И только когда «великан» погрузился в воду, Ася поняла, что их спас Водяной, ворчливый слуга Речного царя.
43
Ася лежала на верхней ветке сосны. Сосна была могучая, высоченная, наверное, самая высокая в этом лесу. С неё было видно далеко-далеко. Сине-зелёные волны леса, изрезанные линиями просек, редкие поля, узкая лента реки… Ася смотрела то на лес вокруг, то в синее небо: там неспешно ползли облака, лениво выстраиваясь в причудливые замки и города. Вдруг ни с того ни с сего упала с неба капля, и не успела Ася стереть её со щеки, как на землю обрушился дождь. Настоящий ливень! Все дороги превратились в реки, зазвенели деревья, заметались птицы и люди. Ася спикировала вниз, добежала до своего корпуса. Дождь начался так внезапно, что она подумала, не опрокинул ли Кондрат Тарасович свой стол с колбами, но потом вспомнила, что он спрятал их в шкаф, под ключ. Не по себе стало Асе. Вдруг что-нибудь случилось, и Кондрат Тарасович за ней все эти дожди присылает? Но что, что могло случиться? Пролилась живая вода? Удрал солнечный козлёнок? А вдруг сам Кондрат Тарасович заболел? Возраст всё-таки…

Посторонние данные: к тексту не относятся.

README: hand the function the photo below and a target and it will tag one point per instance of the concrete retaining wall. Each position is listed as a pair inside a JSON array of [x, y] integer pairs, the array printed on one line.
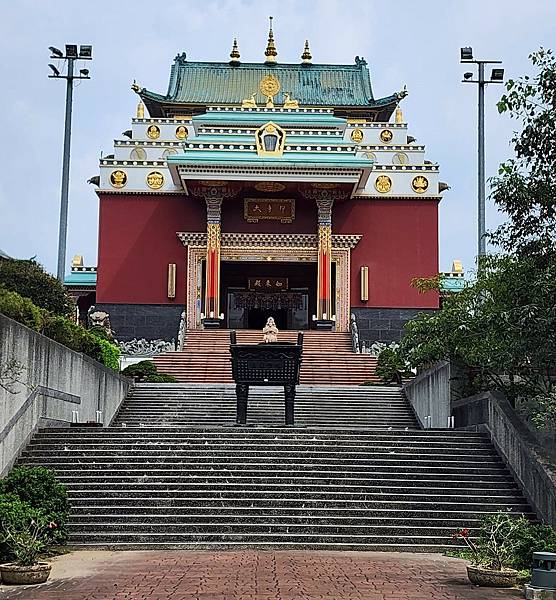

Ася тут же пожалела, что поторопилась спрятаться от дождя в корпусе. Надо было сразу лететь на гору, а теперь Лена загнала всех под крышу, усадила за настольные игры, и попробуй её переспорь! Ася с шумом отодвинула стул. Не будет она ни во что играть! Она сердито пошла в палату, захлопнула не глядя форточку и села на кровать. Что за жизнь! Девочки столпились в дверях и смотрели на неё как-то странно.
– Что? – не поняла Ася. Она оглянулась на окно: напротив форточки висел жёлтый шар величиной с футбольный мяч. Он угрожающе потрескивал. Сердце у Аси кольнуло так, будто в него вставили иглу. Что же случилось? Что? Там, на горе, в Грозовом доме, что-то не так, а она должна слушаться вожатых и торчать здесь!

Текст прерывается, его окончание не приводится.